With such an impressive background in women’s advocacy work, Al-Rashid seemed like the obvious candidate for the sherpa role, appointed to it in December last year. She is excited to see all the months of planning and discussion come together for the upcoming summit.

“Jointly with our delegates across the G20, we formulate concrete, actionable policy recommendations to further advance gender equality within the G20 negotiations,” she said.

Al-Rashid: We did not ignore this pandemic that hit women the hardest. (Spplied)

“One thing we did this year as W20 Saudi Arabia was an in-house analysis, before January. We wanted to understand how effective the W20 has been in the past five years and how efforts have been reflected at the G20 level, through additionally consulting with international organizations and experts who we call our knowledge partners,” she said.

Based on this analysis, the delegates have settled on this year’s framework. “W20 delegates have agreed that we have three main areas of focus: Women’s financial inclusion, labor inclusion and digital inclusion. And every year a presidency introduces a fourth focus area. We wanted to continue the legacy of past presidencies, and build on their work.”

This year’s presidency proposal was to promote inclusive decision-making, a position jointly agreed by the summit’s 20 delegates. “We need to ensure that women are represented at every level of the decision-making process,” Al-Rashid said.

“If we look across the G20, we have only one female leader among the G20 leaders. We don’t see many women in leadership positions, but W20 goes beyond that. It’s not just women on boards and as CEOs. We recognize that the decision-making process is very complex and there are different stages. We need to ensure that at every stage there is representation of women and that representation is diverse.”

An ongoing challenge the W20 delegation wants to see the G20 address is the lack of women being hired to leadership positions.

“We only recently celebrated the appointment of the first woman CEO at Citigroup. And we know that Wall Street suffers from not having enough women. So, it is a challenge across the globe,” Al-Rashid said.
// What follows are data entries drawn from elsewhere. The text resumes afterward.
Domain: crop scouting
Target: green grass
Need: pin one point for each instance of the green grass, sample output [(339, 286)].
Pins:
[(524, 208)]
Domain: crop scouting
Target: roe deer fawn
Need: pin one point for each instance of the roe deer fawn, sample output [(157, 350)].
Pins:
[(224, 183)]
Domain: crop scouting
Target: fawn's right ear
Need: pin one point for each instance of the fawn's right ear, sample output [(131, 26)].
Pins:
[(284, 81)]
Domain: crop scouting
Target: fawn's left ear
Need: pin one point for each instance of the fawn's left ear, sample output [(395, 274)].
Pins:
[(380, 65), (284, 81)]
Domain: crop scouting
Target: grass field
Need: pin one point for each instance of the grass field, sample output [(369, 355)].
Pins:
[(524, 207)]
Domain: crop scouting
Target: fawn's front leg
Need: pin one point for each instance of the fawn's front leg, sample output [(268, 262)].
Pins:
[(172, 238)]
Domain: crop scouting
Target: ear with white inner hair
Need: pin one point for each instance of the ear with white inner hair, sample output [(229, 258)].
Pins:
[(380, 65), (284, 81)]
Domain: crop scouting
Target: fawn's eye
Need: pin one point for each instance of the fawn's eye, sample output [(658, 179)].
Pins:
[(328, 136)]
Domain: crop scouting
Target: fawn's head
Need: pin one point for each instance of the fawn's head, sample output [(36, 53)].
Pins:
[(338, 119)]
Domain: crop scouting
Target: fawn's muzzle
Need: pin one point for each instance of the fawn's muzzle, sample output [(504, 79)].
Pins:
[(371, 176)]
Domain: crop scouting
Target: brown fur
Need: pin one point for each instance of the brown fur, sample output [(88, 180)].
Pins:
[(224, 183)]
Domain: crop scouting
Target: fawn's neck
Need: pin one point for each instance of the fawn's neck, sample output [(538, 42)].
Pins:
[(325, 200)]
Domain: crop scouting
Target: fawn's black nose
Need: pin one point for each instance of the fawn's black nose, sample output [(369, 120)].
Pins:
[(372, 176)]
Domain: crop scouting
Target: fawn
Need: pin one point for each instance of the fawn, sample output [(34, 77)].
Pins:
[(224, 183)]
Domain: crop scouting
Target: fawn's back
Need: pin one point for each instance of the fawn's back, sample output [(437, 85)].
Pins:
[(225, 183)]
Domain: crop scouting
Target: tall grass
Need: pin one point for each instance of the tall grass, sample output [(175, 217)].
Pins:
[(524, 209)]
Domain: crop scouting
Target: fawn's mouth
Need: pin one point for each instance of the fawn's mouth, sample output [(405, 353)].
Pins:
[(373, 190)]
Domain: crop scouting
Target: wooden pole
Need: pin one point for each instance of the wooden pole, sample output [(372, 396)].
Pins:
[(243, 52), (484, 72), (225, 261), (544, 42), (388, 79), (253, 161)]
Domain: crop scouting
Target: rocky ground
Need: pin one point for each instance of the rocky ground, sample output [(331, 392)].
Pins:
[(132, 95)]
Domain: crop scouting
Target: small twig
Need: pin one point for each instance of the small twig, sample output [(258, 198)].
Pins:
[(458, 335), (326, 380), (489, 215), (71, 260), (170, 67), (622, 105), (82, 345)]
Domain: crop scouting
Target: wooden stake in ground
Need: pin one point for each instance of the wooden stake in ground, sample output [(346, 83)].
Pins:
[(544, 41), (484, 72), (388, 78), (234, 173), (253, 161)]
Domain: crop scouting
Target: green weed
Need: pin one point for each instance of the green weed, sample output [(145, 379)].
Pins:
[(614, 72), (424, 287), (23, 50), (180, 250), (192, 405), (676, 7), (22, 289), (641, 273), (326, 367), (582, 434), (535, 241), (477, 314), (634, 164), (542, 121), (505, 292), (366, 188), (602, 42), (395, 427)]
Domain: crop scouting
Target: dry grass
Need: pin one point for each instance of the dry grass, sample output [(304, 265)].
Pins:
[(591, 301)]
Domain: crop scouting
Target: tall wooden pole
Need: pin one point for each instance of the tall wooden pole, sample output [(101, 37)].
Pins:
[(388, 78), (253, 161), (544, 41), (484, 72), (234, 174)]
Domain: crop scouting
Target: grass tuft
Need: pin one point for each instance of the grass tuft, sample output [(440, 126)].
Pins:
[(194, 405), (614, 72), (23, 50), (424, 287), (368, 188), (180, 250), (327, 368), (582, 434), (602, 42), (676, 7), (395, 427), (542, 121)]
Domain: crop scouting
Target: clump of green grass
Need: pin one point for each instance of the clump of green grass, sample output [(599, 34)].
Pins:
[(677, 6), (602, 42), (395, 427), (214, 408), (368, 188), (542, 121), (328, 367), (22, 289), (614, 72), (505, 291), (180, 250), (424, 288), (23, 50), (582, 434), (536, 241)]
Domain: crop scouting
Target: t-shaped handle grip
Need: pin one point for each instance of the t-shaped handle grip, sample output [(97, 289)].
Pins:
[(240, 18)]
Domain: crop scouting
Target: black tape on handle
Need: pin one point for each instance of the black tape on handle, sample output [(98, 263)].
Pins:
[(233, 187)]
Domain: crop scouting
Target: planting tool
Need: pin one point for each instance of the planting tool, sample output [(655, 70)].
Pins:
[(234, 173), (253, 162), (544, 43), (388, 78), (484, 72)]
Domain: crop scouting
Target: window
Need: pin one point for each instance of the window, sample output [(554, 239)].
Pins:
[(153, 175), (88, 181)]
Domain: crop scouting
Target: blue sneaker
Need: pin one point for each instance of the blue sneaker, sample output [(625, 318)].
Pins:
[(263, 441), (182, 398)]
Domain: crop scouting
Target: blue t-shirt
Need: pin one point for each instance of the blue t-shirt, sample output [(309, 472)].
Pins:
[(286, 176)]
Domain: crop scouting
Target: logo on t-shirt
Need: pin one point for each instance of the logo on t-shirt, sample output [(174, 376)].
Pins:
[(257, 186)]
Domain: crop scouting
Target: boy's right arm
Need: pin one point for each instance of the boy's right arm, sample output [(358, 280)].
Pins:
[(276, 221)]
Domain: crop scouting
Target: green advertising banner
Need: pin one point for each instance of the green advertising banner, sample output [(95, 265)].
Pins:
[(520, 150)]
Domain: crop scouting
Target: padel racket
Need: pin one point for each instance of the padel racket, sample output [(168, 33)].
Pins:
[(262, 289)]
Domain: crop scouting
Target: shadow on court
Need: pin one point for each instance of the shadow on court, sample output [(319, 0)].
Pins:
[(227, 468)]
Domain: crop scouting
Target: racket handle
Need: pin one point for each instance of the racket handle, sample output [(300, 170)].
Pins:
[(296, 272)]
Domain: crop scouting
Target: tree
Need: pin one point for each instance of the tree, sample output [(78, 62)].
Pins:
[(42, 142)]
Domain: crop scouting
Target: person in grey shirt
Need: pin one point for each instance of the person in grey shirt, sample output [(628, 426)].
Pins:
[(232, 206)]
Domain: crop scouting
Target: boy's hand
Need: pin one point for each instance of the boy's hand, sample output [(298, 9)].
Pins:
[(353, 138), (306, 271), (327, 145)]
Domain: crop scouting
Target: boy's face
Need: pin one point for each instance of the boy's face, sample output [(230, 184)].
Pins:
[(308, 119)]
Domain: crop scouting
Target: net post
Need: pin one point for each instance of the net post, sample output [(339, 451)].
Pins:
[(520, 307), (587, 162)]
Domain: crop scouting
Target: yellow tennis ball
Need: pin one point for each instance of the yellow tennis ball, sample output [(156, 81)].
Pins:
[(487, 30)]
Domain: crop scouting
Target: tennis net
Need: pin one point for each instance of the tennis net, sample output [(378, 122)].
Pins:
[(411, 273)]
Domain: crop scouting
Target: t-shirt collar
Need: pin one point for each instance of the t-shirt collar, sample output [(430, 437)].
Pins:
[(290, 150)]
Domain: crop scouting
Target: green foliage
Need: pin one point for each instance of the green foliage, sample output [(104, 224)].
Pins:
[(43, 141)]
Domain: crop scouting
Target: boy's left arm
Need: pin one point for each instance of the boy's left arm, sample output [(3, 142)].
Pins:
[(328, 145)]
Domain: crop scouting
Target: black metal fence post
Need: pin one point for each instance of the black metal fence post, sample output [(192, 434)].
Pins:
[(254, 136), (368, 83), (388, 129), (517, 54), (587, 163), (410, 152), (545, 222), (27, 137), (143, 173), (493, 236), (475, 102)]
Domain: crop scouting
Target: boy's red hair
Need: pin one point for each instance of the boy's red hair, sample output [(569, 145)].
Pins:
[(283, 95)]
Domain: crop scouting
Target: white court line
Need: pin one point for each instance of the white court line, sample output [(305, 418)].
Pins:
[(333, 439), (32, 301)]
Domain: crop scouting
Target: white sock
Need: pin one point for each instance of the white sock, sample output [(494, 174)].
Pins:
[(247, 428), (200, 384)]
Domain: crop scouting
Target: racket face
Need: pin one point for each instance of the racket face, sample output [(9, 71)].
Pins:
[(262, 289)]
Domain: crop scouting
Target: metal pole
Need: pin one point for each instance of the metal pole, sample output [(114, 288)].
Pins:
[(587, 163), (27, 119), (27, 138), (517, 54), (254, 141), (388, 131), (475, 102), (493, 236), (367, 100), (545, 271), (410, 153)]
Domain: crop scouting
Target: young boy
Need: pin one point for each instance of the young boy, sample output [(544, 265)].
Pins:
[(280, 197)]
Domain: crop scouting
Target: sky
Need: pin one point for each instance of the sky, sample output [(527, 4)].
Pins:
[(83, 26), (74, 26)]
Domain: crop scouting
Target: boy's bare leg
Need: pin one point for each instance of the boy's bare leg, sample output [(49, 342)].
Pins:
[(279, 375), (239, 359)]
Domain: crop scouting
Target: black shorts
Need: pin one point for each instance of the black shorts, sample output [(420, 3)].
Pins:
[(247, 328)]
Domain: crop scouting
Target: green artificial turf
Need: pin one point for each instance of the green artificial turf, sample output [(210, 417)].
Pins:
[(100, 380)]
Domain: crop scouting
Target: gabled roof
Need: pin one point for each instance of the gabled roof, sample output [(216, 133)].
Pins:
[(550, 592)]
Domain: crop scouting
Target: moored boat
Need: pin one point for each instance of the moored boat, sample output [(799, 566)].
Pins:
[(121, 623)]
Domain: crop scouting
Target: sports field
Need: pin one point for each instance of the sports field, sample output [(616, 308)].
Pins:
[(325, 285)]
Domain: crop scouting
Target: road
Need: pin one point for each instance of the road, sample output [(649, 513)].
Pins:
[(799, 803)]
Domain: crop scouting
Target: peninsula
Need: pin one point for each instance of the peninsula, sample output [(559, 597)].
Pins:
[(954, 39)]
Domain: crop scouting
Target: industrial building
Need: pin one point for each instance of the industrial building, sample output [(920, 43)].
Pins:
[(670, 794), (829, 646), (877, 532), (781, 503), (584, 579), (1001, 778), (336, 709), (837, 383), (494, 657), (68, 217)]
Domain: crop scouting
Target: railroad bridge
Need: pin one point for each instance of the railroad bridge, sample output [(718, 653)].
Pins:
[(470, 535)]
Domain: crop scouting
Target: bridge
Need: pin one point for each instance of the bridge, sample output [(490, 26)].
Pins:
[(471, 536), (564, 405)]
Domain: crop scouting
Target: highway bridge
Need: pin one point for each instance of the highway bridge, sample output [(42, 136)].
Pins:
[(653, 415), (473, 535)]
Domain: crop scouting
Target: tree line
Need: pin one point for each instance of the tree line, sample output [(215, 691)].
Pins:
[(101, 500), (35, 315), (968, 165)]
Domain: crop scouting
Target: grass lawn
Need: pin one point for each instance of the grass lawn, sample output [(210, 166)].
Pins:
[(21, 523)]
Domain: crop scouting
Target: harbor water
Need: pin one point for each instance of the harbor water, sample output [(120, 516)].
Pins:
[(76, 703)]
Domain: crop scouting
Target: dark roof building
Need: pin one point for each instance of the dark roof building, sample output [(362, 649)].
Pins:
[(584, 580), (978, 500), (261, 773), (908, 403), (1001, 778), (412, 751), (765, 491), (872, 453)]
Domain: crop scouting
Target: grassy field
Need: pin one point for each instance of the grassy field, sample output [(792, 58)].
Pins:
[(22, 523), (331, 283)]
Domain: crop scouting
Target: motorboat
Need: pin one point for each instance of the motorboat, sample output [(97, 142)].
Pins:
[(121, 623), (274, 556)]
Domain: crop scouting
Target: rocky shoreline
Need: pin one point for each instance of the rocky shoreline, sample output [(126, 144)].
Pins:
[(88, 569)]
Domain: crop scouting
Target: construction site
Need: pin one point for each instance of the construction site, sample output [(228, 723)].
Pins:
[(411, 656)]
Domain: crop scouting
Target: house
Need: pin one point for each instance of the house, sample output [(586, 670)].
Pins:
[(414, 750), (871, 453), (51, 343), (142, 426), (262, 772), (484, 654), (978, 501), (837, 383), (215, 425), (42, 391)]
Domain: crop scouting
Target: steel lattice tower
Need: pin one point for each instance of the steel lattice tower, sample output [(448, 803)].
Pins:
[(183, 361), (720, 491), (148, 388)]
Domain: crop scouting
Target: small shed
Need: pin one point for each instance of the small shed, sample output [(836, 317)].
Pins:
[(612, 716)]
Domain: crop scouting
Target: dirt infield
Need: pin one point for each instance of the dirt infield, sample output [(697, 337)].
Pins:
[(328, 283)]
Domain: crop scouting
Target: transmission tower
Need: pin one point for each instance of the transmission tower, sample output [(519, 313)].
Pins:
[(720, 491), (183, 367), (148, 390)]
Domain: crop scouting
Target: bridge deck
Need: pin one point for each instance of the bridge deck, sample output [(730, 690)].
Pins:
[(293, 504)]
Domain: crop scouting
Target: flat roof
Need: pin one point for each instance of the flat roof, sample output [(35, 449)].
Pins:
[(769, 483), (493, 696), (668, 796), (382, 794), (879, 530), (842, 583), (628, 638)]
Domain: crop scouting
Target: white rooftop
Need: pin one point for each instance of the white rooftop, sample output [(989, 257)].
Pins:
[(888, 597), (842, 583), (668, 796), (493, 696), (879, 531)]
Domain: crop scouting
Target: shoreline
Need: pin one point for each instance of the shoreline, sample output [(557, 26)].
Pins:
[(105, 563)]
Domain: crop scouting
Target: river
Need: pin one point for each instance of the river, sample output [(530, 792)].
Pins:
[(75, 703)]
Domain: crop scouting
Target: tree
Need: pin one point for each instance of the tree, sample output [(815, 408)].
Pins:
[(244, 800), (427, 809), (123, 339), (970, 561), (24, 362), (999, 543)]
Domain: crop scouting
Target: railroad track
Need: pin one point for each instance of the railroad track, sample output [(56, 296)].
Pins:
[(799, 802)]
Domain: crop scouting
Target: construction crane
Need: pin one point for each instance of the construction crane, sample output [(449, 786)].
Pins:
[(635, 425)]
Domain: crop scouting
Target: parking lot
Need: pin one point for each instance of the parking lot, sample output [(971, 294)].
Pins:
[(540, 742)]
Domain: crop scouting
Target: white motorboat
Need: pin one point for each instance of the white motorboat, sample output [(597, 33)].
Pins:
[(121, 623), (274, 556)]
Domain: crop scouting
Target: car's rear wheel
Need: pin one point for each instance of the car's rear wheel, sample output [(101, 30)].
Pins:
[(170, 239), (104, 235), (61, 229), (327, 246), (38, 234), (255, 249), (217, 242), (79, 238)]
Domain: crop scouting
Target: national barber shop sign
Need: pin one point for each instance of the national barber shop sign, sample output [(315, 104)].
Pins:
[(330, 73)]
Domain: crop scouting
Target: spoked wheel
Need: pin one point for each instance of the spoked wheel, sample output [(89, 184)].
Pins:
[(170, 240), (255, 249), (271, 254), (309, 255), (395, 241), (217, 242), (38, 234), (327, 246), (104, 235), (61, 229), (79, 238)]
This is a challenge that Saudi Arabia has risen to meet in recent years, with a raft of new reforms designed to bolster women’s participation and empowerment.

Al-Rashid: We see a lot of reforms and advancement to push for women’s participation in the economic development of Saudi Arabia. (Supplied)

“We’re living in an extremely exciting time in Saudi Arabia,” Al-Rashid said. “We see a lot of reforms and advancement to push for women’s participation in the economic development of Saudi Arabia. One of the goals of Vision 2030 is to accelerate women’s representation in the labor market and in leadership positions.

“We’ve celebrated the appointment of the first Saudi ambassador to the US, Her Royal Highness Princess Reema bint Bandar, and we’ve celebrated a number of appointments of women in both the private and public sector.

“Are we there yet? Are we even close to where we hope to see ourselves? Not yet. It’s a very long journey, but we are on the right track.”

As a result of the global coronavirus disease (COVID-19) pandemic, the G20 Summit and all engagement groups are being held remotely. Al-Rashid says the virus and its consequences have laid bare the economic vulnerabilities of women and the vital role of the W20.

“Despite the difficulties and challenges that we were faced with this year, we are privileged and honored to be able to respond to the question of what we can and have done this year,” she said.

“We did not stay quiet. We did not ignore this pandemic that hit women the hardest. We look at it as an opportunity to build back better.”

Al-Rashid sees an opportunity for world leaders to take concrete action in further advancing women’s economic participation. She puts it this way: “Only through empowering women, and through addressing the impact of COVID-19 on women, will we be able to further advance and sustainably recover from this pandemic.”